Passer d’un cdi à l’intermittence, émotionnellement et psychologiquement, ça a été violent pour ma part. Tu es plus ou moins seule, tu gères ton temps seule, tes journées seule. Quand on est habitués à un minimum de cadre pendant des années c’est dur de s’en défaire. Mais en réalité j’étais face à un néant créatif et personnel nourri par la peur de l’échec, ce qui est paradoxal quand on change son style de vie du tout au tout, pour vivre d’un métier créatif.
Je pense qu’à l’époque, je n’avais en aucun cas réalisé l'exigence physique et psychologique de ce métier, comme beaucoup de métiers passion où tu ne claques pas la porte du bureau à 18h. Mais aujourd’hui malgré les remises en question et les doutes, je ne regrette à aucun moment mon choix et je suis très reconnaissante chaque jour de pouvoir vivre de ce métier et de pouvoir le cultiver d’années en années.
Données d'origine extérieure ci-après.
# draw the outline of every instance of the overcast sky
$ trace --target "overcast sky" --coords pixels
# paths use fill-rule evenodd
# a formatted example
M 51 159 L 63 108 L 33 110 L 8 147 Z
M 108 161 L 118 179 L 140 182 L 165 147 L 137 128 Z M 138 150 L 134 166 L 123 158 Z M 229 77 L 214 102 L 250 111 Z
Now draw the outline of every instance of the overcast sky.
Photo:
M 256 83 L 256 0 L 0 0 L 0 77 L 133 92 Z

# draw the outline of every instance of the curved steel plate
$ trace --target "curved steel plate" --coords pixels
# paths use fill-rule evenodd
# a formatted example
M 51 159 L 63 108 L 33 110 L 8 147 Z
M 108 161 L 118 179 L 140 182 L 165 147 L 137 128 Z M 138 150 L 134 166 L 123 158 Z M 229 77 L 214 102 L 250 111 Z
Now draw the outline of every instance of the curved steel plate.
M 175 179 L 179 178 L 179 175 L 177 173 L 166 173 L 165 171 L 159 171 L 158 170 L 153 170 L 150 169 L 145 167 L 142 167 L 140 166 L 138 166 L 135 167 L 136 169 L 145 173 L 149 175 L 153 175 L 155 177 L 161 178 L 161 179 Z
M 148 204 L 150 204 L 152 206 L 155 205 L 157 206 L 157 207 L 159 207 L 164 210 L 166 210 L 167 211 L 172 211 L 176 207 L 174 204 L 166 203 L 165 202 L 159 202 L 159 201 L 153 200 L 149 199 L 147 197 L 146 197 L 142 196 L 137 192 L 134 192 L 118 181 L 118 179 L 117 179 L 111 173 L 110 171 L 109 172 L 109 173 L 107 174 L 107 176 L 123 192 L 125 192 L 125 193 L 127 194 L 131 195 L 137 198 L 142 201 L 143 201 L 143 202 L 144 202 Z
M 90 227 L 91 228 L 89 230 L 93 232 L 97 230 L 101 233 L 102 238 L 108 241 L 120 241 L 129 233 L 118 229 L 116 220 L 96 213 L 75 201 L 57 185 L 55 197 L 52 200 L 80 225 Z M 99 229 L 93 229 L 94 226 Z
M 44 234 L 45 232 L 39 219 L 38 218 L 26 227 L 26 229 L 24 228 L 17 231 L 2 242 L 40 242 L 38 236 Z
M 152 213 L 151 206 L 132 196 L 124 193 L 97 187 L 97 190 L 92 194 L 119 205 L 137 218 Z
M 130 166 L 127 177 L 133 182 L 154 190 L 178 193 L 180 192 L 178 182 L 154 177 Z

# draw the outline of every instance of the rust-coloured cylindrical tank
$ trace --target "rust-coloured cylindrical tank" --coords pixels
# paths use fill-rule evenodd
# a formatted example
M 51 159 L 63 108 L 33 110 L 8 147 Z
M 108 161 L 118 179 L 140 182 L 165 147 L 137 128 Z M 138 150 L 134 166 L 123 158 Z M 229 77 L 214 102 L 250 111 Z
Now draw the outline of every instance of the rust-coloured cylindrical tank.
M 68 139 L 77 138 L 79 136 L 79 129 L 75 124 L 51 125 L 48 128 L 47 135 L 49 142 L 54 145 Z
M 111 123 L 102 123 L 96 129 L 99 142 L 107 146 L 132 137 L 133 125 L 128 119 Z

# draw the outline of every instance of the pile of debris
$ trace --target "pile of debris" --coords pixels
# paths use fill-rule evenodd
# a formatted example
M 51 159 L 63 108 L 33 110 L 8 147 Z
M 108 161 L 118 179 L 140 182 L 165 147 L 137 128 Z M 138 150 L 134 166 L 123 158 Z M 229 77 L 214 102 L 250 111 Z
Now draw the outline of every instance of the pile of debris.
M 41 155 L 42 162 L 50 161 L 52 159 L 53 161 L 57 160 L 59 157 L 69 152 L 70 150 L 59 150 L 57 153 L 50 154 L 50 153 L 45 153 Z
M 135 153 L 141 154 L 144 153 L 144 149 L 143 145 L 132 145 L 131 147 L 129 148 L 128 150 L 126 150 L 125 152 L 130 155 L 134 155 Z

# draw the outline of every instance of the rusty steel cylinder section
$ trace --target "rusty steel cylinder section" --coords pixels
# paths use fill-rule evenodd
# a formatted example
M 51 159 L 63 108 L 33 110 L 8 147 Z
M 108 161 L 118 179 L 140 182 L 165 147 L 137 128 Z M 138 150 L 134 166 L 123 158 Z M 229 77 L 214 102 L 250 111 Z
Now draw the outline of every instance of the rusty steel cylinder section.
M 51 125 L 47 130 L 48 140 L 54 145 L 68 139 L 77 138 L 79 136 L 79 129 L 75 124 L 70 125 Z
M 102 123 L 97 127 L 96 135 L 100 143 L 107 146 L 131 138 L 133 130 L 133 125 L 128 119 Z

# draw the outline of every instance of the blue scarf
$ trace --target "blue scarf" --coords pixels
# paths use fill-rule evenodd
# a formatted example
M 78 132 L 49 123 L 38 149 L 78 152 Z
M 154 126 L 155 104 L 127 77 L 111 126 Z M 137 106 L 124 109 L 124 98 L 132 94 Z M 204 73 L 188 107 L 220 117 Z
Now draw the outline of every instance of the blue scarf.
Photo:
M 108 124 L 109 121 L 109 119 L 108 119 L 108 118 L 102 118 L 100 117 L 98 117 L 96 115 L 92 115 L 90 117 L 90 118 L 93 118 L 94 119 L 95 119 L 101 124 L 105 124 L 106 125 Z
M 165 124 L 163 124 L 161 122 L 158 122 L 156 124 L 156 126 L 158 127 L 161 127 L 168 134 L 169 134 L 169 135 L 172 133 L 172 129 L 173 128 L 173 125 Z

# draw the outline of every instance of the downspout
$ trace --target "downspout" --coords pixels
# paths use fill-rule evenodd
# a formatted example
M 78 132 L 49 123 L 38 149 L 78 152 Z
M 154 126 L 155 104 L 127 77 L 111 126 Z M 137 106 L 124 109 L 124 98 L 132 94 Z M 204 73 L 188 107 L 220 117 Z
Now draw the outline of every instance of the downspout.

J’ai eu la chance de rencontrer des personnes inspirantes, d’être très bien entourée d’un point de vue personnel comme professionnel.
Enfin, tu as travaillé à la Mona pendant plusieurs années, ça te fait quoi de revenir en tant que DJ maintenant ?
FULL CIRCLE MOMENT
Je suis hyper reconnaissante pour tout et depuis le début, La Mona fait partie de moi, de ce que je suis et de mon projet musical aujourd’hui de près comme de loin à différents niveaux. Merci Nick de me permettre de revenir mais en tant que dj cette fois ci !
Tu peux nous glisser un ou deux tracks que tu as en tête pour ton set histoire de nous mettre en jambe ?
J’ai déjà mis de côté pas mal de choses mais ça va être très dur de faire un choix dans tout ça…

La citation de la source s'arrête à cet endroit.